Not only was the computer the best way to research and plan travel, but it had become Niko’s main source of companionship apart from Hanna. Unable to work and frequently apartment bound, Niko had come to rely on their laptop for entertainment and as a portal to the outside world.
You know by now that Henry and I had thought about our computer situation in advance. We had agreed that it would be very difficult to deny Niko use of my laptop, especially after having previously given him carte blanche. We had also agreed that it would be best to do so.
For some reason—and I suspect some fuzzy-minded state of denial and avoidance—I had not connected the dots. If I had, it would have been evident that a month-long visit sans computer would pose problems for anyone visiting a major metropolitan area. For Niko especially, computer access had become crucial to his sense of wellbeing and mastery in a sometimes hostile and often overwhelming world.
Maybe you have had this feeling too…when one half of your brain, red faced and breathless, brandishes a red flag in your face; and the other half of your brain responds: “Strange weather we’re having. I feel all melty and mushy,” and then proceeds to the freezer for a pint of Ben & Jerry’s followed by a food coma and a dreamless sleep. Lather, rinse, repeat…with any number of diversions.

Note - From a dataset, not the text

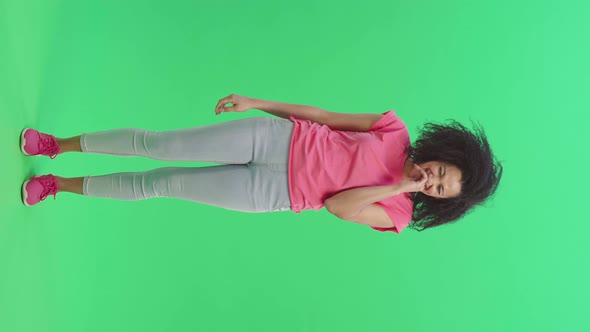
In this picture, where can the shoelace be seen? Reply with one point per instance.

I knew, but did not want to let myself know, that confronting the matter of the computer with Niko head on would, at some point, necessitate my confessing that I had concerns beyond those related to the condition of my laptop.
To be blunt without being gratuitous: In 2006, Niko had had trouble sharing the computer with the 5 other people who wanted time. And he had used the family computer it in ways I believe most hosts would not condone.
Shortly after Hanna and Niko departed that year, our new desktop had (terminally) failed. I wondered if his habits had played a role. Realizing his activities had occurred during prodromal and illness states, it didn’t seem right to classify them as Bad Behavior. How much true choice had been involved? And thinking it unfair to blame him for the demise of the desktop without clear evidence, I hesitated to speak. I wasn’t mad at him, and I certainly did not want to shame him. He had been so worried that his psychosis had damaged our friendship. Yet, I feared the same things could happen again in 2011.
Niko is a highly-verbal, detail-oriented, analytical, intelligent, and intuitive man. And he is persistent. He is good at debating, and he never misses an angle. To engage him on these issues at all would have been to open the whole can of worms, and I was afraid he would catch me out.
Why did it matter if he did?
I’m not sure.
I harbored no ill intent. But I was young and unsure in my attempts to prioritize my family. I knew I was making a healthy change but Hanna and Niko were unaware. In some fashion, I felt disloyal. Maybe even sneaky. For the first time, I was putting the needs of Henry and the girls over those of my best friend–and by association, her husband.
This is all hindsight, of course. In the moment, one half of my brain was sending up frantic smoke signals while the other half was smothering them with plans. Layers of plans, which were to provide insurance against ever having to have this conversation.